The animated picture above is from The General, a 1926 Buster Keaton movie. (Click on the picture to enlarge it.) In the era before computer graphics, and when the use of scale models for special effects led to disappointing results, Keaton got a realistic train crash in the obvious manner: he crashed a train and bridge. This is one of the reasons that the movie was, for its time, considered incredibly expensive.
If you watch the clip frame by frame, or simply watch it a few dozen times, you’ll see the way the bridge fails: the left end lifts up off its vertical supports and then breaks, triggering the failure of the main span. This raises the question of why? Why does the bridge fail in that particular manner? Common sense – which is, of course, so often wrong – says that if the main span is overloaded that should fail first.

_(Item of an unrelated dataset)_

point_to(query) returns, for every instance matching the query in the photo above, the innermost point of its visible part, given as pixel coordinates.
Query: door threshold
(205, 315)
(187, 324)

The bridge, probably by design but maybe by accident, is continuous across the left support, meaning that bending moments and shears are transmitted across that support. One of the interesting results in analysis is that the “negative* bending” moments at supports tend to be higher than the positive bending moments at midspan. So, if the bridge was of equal strength and stiffness along its length, as it probably was**, then it would deflect fastest at the continuous support and break there first, which is exactly the behavior we see. Using the same logic, the righthand support is probably not continuous, as it simply bends down as the main span sags and then breaks after the collapse has already begun.
* A fellow student during my second year of college introduced me to a mnemonic to help remember which moments are positive and which are negative. Positive moments cause a beam to bend downward in the middle and upward at its ends, so that it looks like it’s smiling; negative moments cause a beam to bend downward one either side of an unmoving support, so that it looks like it’s frowning. This is an oversimplification of the difference between positive and negative moments, but it’s also unforgettable.
** This was an old and primitive bridge for a branch railroad. It’s easier to design and build a girder bridge that is the same strength for its whole length than it is to design one where the strength reflects the requirements at any given point.